The holistic systems approach embodied in the six-key areas of Sustainable Food Places framework was recognised as an effective vehicle for making progress. When a new group of stakeholders initially come together and there are no democratic structures in place for decision-making, it feels important to engender a sense of valuing the contribution of each stakeholder. The way the group went about doing this was through an explicit recognition of the complexity of the local food system, and an election that everyone take-up a ‘piece of the jigsaw’. Therefore, through coming out of our own silos, and instead working towards collective action, that we can become ‘more than the sum of our parts.’ Augusta says; ‘in those early meetings we took time to look more closely at the interconnected crises in our current food system, and we heard from inspiring food initiatives in Ceredigion and beyond. This gave time for the group to develop a more focussed sense of collective purpose’.  

 

A boost of confidence from the Welsh Government 

Shortly after their inaugural meetings they received news that the Wales Ministry of Social Justice, in collaboration with Food Sense Wales, in recognition of the important work that Local Food Partnerships do, allocated a grant opportunity of £90K for each Welsh local authority area to develop a local food partnership.  

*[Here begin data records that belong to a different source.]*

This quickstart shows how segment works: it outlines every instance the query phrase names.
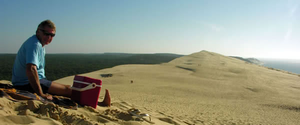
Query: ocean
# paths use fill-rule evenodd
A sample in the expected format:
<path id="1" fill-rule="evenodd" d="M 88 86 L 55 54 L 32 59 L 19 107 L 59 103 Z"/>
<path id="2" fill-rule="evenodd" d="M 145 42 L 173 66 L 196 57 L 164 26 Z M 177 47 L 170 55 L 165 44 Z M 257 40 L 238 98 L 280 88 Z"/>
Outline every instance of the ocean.
<path id="1" fill-rule="evenodd" d="M 258 58 L 262 66 L 300 74 L 300 60 Z"/>

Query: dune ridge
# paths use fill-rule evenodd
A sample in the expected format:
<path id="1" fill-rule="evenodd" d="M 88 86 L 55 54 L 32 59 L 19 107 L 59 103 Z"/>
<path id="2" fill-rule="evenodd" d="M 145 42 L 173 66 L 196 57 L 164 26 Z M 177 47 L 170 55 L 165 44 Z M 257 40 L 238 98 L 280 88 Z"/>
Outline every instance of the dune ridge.
<path id="1" fill-rule="evenodd" d="M 102 76 L 108 74 L 112 76 Z M 128 116 L 126 110 L 132 108 L 151 115 L 157 124 L 300 123 L 300 76 L 206 50 L 160 64 L 122 65 L 80 75 L 102 80 L 100 95 L 108 89 L 112 98 L 112 107 L 98 107 L 96 112 L 86 107 L 66 110 L 88 118 L 92 122 L 86 124 L 149 124 Z M 73 78 L 55 82 L 72 84 Z M 5 100 L 0 100 L 4 108 L 12 103 Z M 28 105 L 14 103 L 14 108 Z M 14 116 L 34 123 L 64 124 L 51 116 L 34 119 L 18 115 L 20 111 L 15 109 L 2 111 L 2 122 L 6 123 L 18 124 L 8 120 Z"/>

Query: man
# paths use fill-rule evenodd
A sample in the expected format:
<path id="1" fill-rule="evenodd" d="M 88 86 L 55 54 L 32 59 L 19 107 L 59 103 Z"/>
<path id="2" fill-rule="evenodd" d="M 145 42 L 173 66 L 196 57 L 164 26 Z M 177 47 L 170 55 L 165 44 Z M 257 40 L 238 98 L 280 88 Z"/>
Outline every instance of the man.
<path id="1" fill-rule="evenodd" d="M 56 26 L 50 20 L 42 22 L 36 34 L 28 38 L 19 49 L 12 68 L 14 88 L 36 93 L 52 100 L 47 93 L 70 98 L 72 90 L 70 86 L 52 82 L 44 76 L 45 48 L 55 36 Z"/>

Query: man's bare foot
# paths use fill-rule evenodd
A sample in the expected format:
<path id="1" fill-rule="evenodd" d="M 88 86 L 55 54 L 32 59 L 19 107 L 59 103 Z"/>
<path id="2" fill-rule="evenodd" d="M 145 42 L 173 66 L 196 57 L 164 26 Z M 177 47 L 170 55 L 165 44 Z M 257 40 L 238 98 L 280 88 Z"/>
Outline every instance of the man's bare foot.
<path id="1" fill-rule="evenodd" d="M 105 90 L 105 96 L 102 102 L 98 102 L 98 106 L 110 106 L 110 96 L 108 90 Z"/>

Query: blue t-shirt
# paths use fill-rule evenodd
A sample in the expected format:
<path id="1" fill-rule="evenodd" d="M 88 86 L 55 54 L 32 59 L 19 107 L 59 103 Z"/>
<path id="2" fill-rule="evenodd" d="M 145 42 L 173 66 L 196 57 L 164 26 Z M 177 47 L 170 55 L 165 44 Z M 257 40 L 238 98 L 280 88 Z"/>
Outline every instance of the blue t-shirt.
<path id="1" fill-rule="evenodd" d="M 12 82 L 14 85 L 29 84 L 26 75 L 26 64 L 32 64 L 36 66 L 40 79 L 46 78 L 44 70 L 45 48 L 42 48 L 36 35 L 26 40 L 18 52 L 12 68 Z"/>

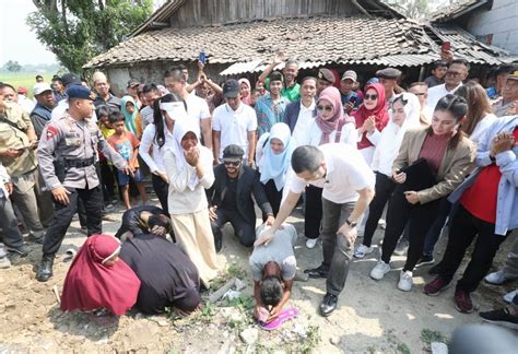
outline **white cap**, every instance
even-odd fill
[[[40,93],[44,93],[45,91],[52,91],[52,87],[46,82],[38,82],[33,86],[33,93],[34,95],[39,95]]]

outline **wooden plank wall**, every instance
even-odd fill
[[[310,14],[355,15],[349,0],[187,0],[170,17],[173,27],[224,24]]]

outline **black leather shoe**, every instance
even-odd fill
[[[337,308],[338,296],[327,293],[320,303],[320,315],[328,317]]]
[[[54,256],[44,256],[36,272],[38,282],[46,282],[52,276]]]
[[[314,269],[306,269],[304,273],[308,274],[309,278],[328,278],[329,270],[327,268],[323,268],[322,266]]]

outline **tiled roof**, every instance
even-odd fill
[[[446,9],[440,9],[437,12],[434,12],[431,15],[429,21],[432,22],[447,22],[454,19],[457,19],[479,7],[484,4],[491,5],[493,1],[491,0],[461,0],[458,1]]]
[[[209,63],[269,61],[278,50],[304,62],[337,63],[377,63],[387,57],[432,54],[429,37],[413,21],[304,16],[149,31],[93,58],[85,68],[193,61],[200,51]]]

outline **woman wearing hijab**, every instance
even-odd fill
[[[164,153],[164,166],[169,179],[167,203],[176,241],[209,288],[209,282],[217,274],[217,264],[204,189],[214,182],[214,172],[212,152],[200,144],[198,131],[191,119],[175,121],[174,141]]]
[[[140,280],[119,259],[120,243],[109,235],[86,238],[64,279],[61,310],[109,310],[123,315],[137,302]]]
[[[357,141],[354,119],[343,114],[342,98],[337,87],[327,87],[317,101],[317,117],[309,125],[304,141],[297,145],[319,146],[328,143],[348,143]],[[307,248],[314,248],[320,235],[322,219],[322,188],[309,185],[306,187],[306,220],[304,233],[308,238]]]
[[[237,80],[239,84],[239,93],[242,95],[242,102],[245,105],[251,106],[251,85],[248,79],[242,78]]]
[[[370,165],[379,133],[389,121],[385,88],[380,83],[367,84],[363,104],[353,111],[360,141],[357,148]]]
[[[415,95],[402,93],[393,99],[390,121],[381,132],[370,164],[376,174],[376,194],[368,205],[363,243],[354,252],[356,258],[364,258],[374,250],[370,247],[374,232],[378,226],[385,204],[396,188],[392,180],[392,163],[398,156],[407,130],[420,126],[420,115],[421,105]]]
[[[282,190],[294,149],[290,127],[283,122],[274,123],[270,132],[263,133],[257,142],[256,161],[260,181],[264,185],[274,216],[281,206]]]
[[[126,129],[131,131],[136,137],[142,137],[142,131],[139,129],[139,109],[137,108],[133,97],[127,95],[120,99],[120,111],[125,116]]]

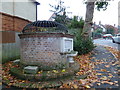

To ensure that all partners had an equal opportunity to act as host for a coordinator and project, Augusta worked with the council to develop a tender brief. The tender was successfully won by Menter a Busnes, an independent non-profit organisation that supports business and enterprise innovation across the food sector in Wales. Prior to employing a coordinator, Augusta worked with the team at Menter a Busnes to develop a small grant brief open to organisations across the county.  The grant criteria encouraged applications that would deliver cross-sector work in Ceredigion under any one or more of the six-key areas of the Sustainable Food Places framework.  
 

Putting people in place for action 

Shortly after this, Menter a Busnes appointed a coordinator. Ann Owen is an agroecological market gardener at Einon’s Garden and has a wealth of experience and passion for transforming local food systems having trained with the Transition Network and more recently working with the Mach Maethlon project in Machynlleth. Augusta then met Ann weekly for half an hour check-ins to connect and offer support. This kind of close working relationship offers promise for future regional collaboration between Sustainable Food Places. At the last Ceredigion stakeholder meeting, a vote to apply for Sustainable Food Places membership was unanimous. The county is now well on its way to having all the required evidence to put forward an application for membership in 2024.